Kleine Anfrage: Entschlossenes Vorgehen der Berliner Polizei gegen Auto-Brandstifter

Mit seiner Antwort auf meine Kleine Anfrage zum Einsatz gegen Autobrandstifter liefert der Senat nun konkrete Daten und Informationen zum entschlossenen Einsatz der Polizei gegen Spinner, Vandalen und Zündler.

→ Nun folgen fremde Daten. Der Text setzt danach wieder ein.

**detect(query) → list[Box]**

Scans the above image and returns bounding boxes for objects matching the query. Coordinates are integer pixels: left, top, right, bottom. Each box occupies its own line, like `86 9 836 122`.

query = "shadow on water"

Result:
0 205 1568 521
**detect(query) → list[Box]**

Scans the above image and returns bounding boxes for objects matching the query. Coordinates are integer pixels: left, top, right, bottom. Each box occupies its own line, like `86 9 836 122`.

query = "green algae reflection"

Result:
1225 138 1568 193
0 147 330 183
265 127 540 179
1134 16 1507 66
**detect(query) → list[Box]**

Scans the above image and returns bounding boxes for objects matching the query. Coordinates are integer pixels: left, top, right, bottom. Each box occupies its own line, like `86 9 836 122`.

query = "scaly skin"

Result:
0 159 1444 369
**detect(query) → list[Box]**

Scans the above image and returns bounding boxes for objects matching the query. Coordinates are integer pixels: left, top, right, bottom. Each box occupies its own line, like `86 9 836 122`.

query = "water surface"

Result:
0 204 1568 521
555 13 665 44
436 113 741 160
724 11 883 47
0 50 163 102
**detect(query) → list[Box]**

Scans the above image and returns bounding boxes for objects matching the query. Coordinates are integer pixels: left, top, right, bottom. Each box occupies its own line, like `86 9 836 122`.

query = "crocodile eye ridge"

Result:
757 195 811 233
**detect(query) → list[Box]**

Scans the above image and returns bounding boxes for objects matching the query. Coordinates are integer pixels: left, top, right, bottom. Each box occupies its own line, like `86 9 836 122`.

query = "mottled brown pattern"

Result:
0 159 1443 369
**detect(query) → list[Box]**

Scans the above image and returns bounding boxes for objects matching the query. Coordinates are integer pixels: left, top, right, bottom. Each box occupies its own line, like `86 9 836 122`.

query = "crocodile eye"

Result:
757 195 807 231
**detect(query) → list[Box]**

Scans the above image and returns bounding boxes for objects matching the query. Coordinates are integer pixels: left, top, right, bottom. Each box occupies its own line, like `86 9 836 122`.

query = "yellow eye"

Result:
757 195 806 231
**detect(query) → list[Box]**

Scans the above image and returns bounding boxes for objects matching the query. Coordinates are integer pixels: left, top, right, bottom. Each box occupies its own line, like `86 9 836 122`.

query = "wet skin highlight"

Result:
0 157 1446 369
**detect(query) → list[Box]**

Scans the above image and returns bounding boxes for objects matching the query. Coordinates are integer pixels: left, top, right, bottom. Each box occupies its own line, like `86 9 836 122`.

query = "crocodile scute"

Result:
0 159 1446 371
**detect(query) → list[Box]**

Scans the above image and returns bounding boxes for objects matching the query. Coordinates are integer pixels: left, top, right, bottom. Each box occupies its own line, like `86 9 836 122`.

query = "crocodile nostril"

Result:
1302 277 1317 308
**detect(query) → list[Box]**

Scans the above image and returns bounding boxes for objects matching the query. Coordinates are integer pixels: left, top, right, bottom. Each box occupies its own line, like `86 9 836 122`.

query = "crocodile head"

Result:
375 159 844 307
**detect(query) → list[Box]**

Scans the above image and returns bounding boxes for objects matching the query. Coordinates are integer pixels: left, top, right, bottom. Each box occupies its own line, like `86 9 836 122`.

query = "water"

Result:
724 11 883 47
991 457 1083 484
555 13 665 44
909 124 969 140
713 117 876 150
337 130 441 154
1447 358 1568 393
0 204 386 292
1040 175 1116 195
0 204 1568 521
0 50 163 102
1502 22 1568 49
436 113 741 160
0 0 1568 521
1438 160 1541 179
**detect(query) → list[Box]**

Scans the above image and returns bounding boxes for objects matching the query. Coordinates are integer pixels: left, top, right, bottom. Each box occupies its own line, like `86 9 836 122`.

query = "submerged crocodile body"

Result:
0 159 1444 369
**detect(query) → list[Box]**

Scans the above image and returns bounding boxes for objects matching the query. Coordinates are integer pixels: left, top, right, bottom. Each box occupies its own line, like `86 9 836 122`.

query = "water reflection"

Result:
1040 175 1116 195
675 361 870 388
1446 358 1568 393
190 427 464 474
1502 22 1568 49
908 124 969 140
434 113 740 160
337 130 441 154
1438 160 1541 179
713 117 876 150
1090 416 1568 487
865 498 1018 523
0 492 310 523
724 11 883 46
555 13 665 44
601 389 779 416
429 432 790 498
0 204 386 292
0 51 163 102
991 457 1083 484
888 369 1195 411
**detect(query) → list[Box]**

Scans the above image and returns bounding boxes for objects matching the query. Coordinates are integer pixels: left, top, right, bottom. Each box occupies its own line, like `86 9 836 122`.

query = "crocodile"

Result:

In den Jahren 2010 und 2011 wurden in Berlin 221 bzw. 403 Fälle von versuchter und vollendeter Brandstiftung zur Anzeige gebracht. Insgesamt wurden über 1000 Autos direkt in Brand gesteckt oder durch das Feuer in Mitleidenschaft gezogen. Das wahllose Abfackeln hatten für erhebliche Unruhe in der Bevölkerung gesorgt. Es entstand ein enormer Sachschaden, der zum Teil existenzbedrohend war.

Auf dem Höhepunkt der Serie erhielt die Berliner Polizei Unterstützung von der Bundespolizei. Für vier Monate (August bis November 2011) unterstützen die Bundes-Beamten die Berliner Polizei deshalb bspw. bei Raumschutzmaßnahmen und Observationen. Insgesamt waren an 75 Tagen 18.706 Bundes-Polizisten im Einsatz, wobei diese teilweise mehrmals im Monat eingesetzt wurden. Die Kosten für diesen Einsatz belaufen sich auf über 3 Millionen Euro.

Das entschlossene Vorgehen der Berliner Polizei gegen diesen sinnlosen Vandalismus zeigt sich an den Ermittlungsergebnissen: Es konnten insgesamt 57 tatverdächtige Personen ermittelt werden, von denen vier als politisch motiviert gelten. Neben Motiven wie Versicherungsbetrug, Beziehungstaten und Vandalismus zeigten Ermittlungen auch, dass die Medienberichterstattung eine Vielzahl von Brandstiftern motiviert hat Nachahmungstaten zu begehen. Ein 28-jähriger Mann, der aus Sozialneid und Geltungssucht über 100 Autos angezündet hat, steht nun vor Gericht. Er muss mit der Härte des Gesetzes bestraft werden.